Openai launches next-generation audio AI models: smarter speeches and texts and expressive AI voices

Openai has dropped a fresh batch of audio models, shaking how voice AI works. The new lineup of audio models is designed to push audio AI forward. The new release includes text-to-speech and speech-to-text models that move things forward with speech recognition and production.

This release includes GPT-4O-MINI-TTS, a text-to-speech model that accurately controls tone and timing, and two advanced speech-to-text models, GPT-4O transcription and GPT-4O-MINI trans access.

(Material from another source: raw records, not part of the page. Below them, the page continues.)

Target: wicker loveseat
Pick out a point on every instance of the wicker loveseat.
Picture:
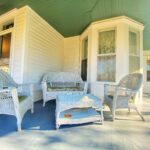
(55, 83)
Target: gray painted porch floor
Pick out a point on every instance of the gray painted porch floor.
(128, 132)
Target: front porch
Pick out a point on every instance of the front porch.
(39, 131)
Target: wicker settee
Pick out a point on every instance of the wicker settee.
(55, 83)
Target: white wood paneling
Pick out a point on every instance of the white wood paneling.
(18, 45)
(71, 58)
(44, 48)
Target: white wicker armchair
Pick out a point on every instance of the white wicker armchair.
(14, 99)
(55, 83)
(124, 94)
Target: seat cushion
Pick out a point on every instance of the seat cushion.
(63, 89)
(63, 86)
(22, 98)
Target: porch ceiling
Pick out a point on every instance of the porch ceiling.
(71, 17)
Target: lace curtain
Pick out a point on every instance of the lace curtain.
(106, 65)
(107, 42)
(148, 70)
(134, 52)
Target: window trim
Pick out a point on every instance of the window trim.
(108, 54)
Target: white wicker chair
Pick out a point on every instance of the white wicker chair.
(62, 79)
(124, 94)
(14, 99)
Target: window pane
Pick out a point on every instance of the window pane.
(148, 70)
(133, 43)
(107, 42)
(106, 68)
(85, 48)
(134, 64)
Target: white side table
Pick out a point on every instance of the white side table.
(78, 109)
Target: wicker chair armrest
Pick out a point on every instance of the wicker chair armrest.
(85, 87)
(26, 89)
(44, 86)
(109, 87)
(9, 94)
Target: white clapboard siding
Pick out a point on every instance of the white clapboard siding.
(18, 45)
(44, 48)
(71, 54)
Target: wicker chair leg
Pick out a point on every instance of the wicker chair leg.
(43, 103)
(113, 116)
(32, 110)
(140, 114)
(19, 125)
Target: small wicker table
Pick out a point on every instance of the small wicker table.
(78, 109)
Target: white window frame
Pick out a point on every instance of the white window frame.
(108, 54)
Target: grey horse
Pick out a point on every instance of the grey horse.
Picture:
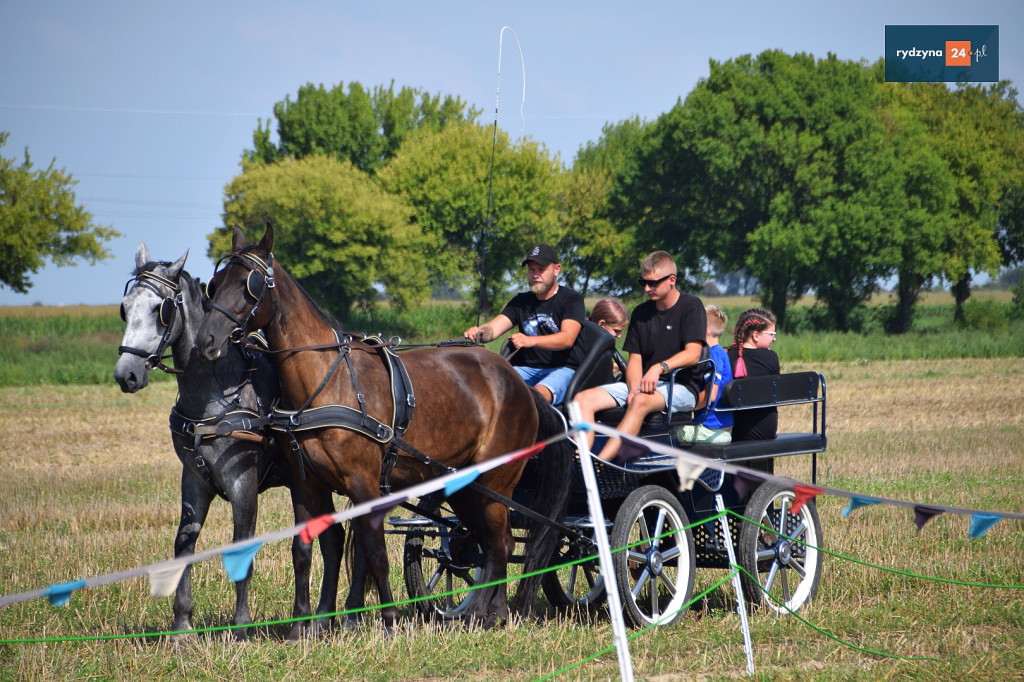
(163, 306)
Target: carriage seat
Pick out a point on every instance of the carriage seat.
(773, 391)
(665, 418)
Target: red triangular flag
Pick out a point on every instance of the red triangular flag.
(314, 526)
(803, 495)
(923, 515)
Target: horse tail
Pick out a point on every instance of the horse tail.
(550, 500)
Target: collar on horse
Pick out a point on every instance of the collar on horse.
(168, 313)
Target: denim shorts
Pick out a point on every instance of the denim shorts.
(555, 379)
(682, 399)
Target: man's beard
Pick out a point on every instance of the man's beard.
(541, 289)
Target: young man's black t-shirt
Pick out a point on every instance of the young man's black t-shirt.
(657, 335)
(537, 317)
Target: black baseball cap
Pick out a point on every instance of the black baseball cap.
(542, 254)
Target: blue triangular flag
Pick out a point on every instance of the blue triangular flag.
(239, 561)
(856, 503)
(60, 594)
(461, 481)
(980, 523)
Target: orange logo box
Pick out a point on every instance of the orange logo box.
(957, 52)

These models are now available through Openai’s API and Agents SDK, making it easier for developers to build sophisticated, voice-powered applications. Openai also launched Openai FM, a platform for testing speech models from texts, and introduced a contest to encourage creative use of technology. The announcement creates great interest from the developers and the tech community, highlighting the potential to rebuild voice-driven software.

Speech and transcription upgraded from text

The latest models include GPT-4O-MINI-TTS for text-to-speech, built to handle subtle speeches with better control over tone and timing. Developers tweak how the words are spoken, opening up the possibilities for a more expressive, AI-driven voice.

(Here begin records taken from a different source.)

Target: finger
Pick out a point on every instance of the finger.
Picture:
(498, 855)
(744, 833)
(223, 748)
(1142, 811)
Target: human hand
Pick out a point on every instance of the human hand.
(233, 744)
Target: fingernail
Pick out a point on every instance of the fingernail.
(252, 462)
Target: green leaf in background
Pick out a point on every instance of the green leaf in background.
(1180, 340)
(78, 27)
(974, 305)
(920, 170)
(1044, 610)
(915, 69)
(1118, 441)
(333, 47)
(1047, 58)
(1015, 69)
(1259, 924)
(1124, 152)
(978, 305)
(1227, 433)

For speech and text, Openai introduced GPT-4O transcription and GPT-4O-MINI-Transcribe. Both models outperform previous versions such as whispers by improving transfer accuracy across noisy settings and various accents. It handles real-world conversations more effectively and helps you with customer service, content creation and accessibility tools.

Bring AI speech to more developers

Openai involves these models in its APIs, allowing developers to connect to their applications. Pricing is competitive:

GPT-4O Transcription: $6 Audio Input Token per Million ($0.006 per Minute)

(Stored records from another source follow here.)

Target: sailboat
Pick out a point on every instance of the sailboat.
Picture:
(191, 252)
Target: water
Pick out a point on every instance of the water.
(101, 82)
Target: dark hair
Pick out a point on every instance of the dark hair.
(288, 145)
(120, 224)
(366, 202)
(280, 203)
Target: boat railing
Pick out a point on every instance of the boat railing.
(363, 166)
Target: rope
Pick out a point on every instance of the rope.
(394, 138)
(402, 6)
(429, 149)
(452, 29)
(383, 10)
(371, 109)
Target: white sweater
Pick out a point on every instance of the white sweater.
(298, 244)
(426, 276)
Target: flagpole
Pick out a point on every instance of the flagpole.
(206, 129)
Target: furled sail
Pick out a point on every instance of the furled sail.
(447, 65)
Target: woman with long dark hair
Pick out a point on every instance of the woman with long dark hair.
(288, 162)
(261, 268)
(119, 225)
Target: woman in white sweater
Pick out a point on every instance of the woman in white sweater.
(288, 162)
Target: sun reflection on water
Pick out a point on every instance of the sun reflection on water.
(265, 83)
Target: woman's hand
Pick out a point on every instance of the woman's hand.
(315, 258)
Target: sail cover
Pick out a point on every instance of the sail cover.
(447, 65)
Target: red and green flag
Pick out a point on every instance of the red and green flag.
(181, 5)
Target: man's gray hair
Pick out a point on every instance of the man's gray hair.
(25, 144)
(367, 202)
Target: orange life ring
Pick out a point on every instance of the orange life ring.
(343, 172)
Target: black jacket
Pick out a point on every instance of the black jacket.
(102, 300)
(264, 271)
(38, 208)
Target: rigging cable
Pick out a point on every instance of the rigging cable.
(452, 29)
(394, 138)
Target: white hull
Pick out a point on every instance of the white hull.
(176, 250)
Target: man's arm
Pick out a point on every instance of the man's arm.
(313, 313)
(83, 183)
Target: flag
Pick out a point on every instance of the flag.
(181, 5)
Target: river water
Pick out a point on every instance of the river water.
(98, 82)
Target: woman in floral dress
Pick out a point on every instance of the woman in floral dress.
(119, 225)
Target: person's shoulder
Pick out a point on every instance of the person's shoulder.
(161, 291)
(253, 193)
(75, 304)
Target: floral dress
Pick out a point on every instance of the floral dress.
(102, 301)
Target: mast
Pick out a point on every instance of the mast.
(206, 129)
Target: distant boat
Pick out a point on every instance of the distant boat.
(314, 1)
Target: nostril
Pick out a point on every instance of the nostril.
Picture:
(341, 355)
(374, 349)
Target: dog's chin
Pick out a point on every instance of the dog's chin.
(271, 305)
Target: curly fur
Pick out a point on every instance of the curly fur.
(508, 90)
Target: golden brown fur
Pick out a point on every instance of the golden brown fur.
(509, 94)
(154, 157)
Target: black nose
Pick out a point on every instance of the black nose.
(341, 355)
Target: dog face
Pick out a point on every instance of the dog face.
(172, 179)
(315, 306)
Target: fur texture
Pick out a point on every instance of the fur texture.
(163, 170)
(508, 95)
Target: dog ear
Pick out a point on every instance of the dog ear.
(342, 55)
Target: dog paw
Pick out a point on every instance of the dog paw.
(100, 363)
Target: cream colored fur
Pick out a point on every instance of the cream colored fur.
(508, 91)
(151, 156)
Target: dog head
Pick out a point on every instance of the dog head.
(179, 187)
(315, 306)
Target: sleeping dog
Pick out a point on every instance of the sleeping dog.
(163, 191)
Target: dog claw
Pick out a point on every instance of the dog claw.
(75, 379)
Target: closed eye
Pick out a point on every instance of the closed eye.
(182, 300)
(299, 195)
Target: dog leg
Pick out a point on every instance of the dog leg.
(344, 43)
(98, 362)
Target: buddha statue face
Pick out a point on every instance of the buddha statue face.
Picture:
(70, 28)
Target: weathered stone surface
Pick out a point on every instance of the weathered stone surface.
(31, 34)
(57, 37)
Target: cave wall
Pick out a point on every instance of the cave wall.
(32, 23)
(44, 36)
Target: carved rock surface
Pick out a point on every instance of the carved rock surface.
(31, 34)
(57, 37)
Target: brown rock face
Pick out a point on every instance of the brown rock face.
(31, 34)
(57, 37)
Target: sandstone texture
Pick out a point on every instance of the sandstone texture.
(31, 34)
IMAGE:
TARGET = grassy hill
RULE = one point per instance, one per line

These updates streamline the process of integrating high-quality audio processing into your app, such as live customer support, automatic note-taking, or interactive voice assistants.

Openai FM and Community Engagement

To show what these models can do, Openai launched Openai.FM, a platform that allows users to test the functionality of text-to-speech. In addition to this, they have launched a contest to encourage creative applications of the latest technology. From personalized assistants to generating audio content, expect to see developers experimenting with new ways to use AI voices.

An interactive demo for developers to try out speech models from new text in the OpenAI API. (Credit: Openai)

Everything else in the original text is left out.